Synthetic-computed tomography (sCT) generation is crucial to enable MR-only radiotherapy (RT) and accurate MR-based dose calculations[1]. To date, sCT generation was scarcely performed in the thoracic area[2,3]. Obtaining sCT in a region strongly affected by breathing motion is crucial to facilitate adaptive MR-guided radiotherapy (MRgRT), possibly reducing the time from patient positioning to irradiation and enabling dose accumulation based on 4D MRI. Also, dose accumulation requires fast respiratory-sorted sCT generation (<1min)[4,5]. Recently, convolutional neural networks (CNNs) were able to generate sCTs (< 20 s) quickly[6,7]. However, no previous work focused on the generations of sCT for anatomies affected by respiratory motion.

This work aims to assess the feasibility of sCT generation for patients with thoracic cancer using 4D MRI sorted according to the respiratory phase and investigate the dosimetric accuracy of MR-based calculation with these sCTs.

Material and Methods

Thirteen patients undergoing lung radiotherapy were considered in this study.
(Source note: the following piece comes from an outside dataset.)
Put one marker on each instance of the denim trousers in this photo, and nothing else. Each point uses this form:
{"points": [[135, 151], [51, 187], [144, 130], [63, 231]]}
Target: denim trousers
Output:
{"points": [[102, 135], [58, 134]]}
Patients underwent a planning 4D-CT, and a 4D-MRI was acquired with a simultaneous multi-slice (SMS) sequence obtaining ten respiratory phases and a midposition. Additional 98 thoracic patients imaged with 3D CT and a 2D turbo spin-echo MRI were considered to enlarge the training set.  Patients were split in train (4D/3D=7/70)/validation (2/7) /test (4/11) sets. A 2D reversible adversarial network (revGAN) was used to learn paired mapping from MRI to CT. Before training, CT images were rigidly registered to MR images (Fig1). Training of revGAN was performed in the three orthogonal planes and over ten respiratory phases and midposition for 30 epochs. After hyperparameter optimisation on the validation set, the network was inferred in the three orthogonal directions to the four patients (test), producing three sCTs per patient. A voxel-wise median was calculated for each patient, obtaining a combined sCT [8]. The midposition sCTs in the test were evaluated against the midposition planning CT after matching body contours. Dose recalculation of clinical plans was performed on sCTs in Monaco (Elekta AB, 3mm grid) with 1.5 T magnetic field. Dose distributions were analysed through voxel-based dose differences and gamma-analysis.

Results


Applying the trained revGAN to the three planes of a single patient (Fig1) required about 10s. A mean absolute error of 71±14HU (mean±std) was obtained in the body contours intersection between CT and sCT (Tab1). A dose difference of 0.8±1.0% was obtained on the D>90% of the prescribed dose, with a mean γ-2%,2mm pass rate of 97.8±1.0% (Tab1).

Conclusion

Accurate MR-based dose calculation from MR-based sCT is feasible for lung cancer patients, enabling MRI-only radiotherapy in an anatomical area affected by respiratory motion. This study motivates the development of MR-only RT for lung advocating for a clinical study on a larger cohort.